Questions to ax about ax throwing

By Marla Boone - Contributing columnist

It was a sign to make you stop the car. “Adult Beverages and Ax Throwing.” A natural combination if ever there was one.

I have thrown an ax once or twice. It’s harder than it looks. And I have indulged in adult beverages on many occasions. It’s easier than it looks. What I have never done is both these things at the same time. Before I saw the sign, it never occurred to me this might be a good or even an acceptable idea. Now it seemed irresistible.

As an aside, let me explain this sign was not in the Miami Valley. It was in a tourist spot southeast of here…a spot many people visit on vacation. People on vacation do odd things, things they would not dream of doing when at their own homes. They parasail, for instance. Folks who normally are fairly adamant about keeping both feet on the ground will go on vacation and immediately have an epiphany such as “Do you know what would be great? It would be great if we had total strangers, most of whom speak a language with which we are not conversant, strap us to a giant parachute and then launch us from a boat of uncertain provenance out over a very large ocean. And we could pay them to do this and then give them a tip at the end. That’s what would be great. After parasailing, we can board a huge, unstable-looking vessel with the words ‘Zip Boat’ painted on the side and we can let someone who appears to be twelve years old drive us at full throttle around the same ocean, making wild three-sixty degree turns at approximately Mach 3. Sure there are seven foot waves and sure they ran out of crash helmets an hour ago, but we’re on vacation and are obligated to act like this.”
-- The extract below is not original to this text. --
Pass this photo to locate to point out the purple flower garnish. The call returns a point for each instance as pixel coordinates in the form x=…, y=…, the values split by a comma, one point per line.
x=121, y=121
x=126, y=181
As I entered the bar/potential blood-letting venue, I could see other people inquiring about throwing an ax. A woman who looked as though she explained this every hour of every day of every week related with all the enthusiasm you might expect that “They’re not really axes. They’re hatchets.” She said this as though it made a huge difference in the outcome. They guy at the counter doing the asking looked at the instruments on hand and opined, “They’re not hatchets. They’re tomahawks.” I swear I am not making this up. Not being an aficionado of airborne lethal weapons I was not inclined to argue with him but this guy needed no encouragement at all. Apparently it has something to do with the length or the curvature of the handle.

Because I am a total neophyte I did what writers have always done when faced with either an unknown subject, a desire to be completely accurate, or a need to compose at least eight hundred words; I Googled ax throwing. The rules are simple enough. But because Google never just Googles, I also found these helpful sidebar questions: How much do you tip for an ax throwing session? How many calories do you burn while ax throwing? And, my personal favorite … Is ax throwing safe?

The web site I Googled, and therefore the world authority, indicated most ax throwing establishment owners think it is a bad idea to drink and throw. Why, that wouldn’t be safe. That wouldn’t be following the guidelines of the World Ax Throwing League. This does not, however, preclude at least one of them from posting the sign that impelled me to stop the car.

Speaking of the guidelines of the World Ax Throwing League, I’d like to share a few of the most important ones with you. The best one is one that should be adopted by every sport in the universe, starting with Little League: Non-players do not have the right to argue or challenge any calls made by the league coach or referee. The rules include a very lengthy explanation of the names for different parts of the ax/hatchet/tomahawk, nearly all of which are human body parts. Irony lives. The second best part is where it is explained that if the referee holds up one finger, that means one. If he/she holds up two fingers, that means two. If three … three. If four, guess what? Four. The detail was agonizing but as a non-player I didn’t feel qualified to question it.

The final section of the rules addresses injuries. If an injury occurs in ax throwing my feeling is it’s going to be a doozy, possibly involving limb reattachment surgery. The thrower and league official have two minutes to decide if an injury is too severe for the thrower to continue, assuming the heads of both these people are still attached.

So, for an exciting and memorable night out, try ax throwing. Bring your friends. Or, better yet, your enemies.

By Marla Boone

Contributing columnist

Marla Boone resides in Covington and writes for Miami Valley Today.

Marla Boone resides in Covington and writes for Miami Valley Today.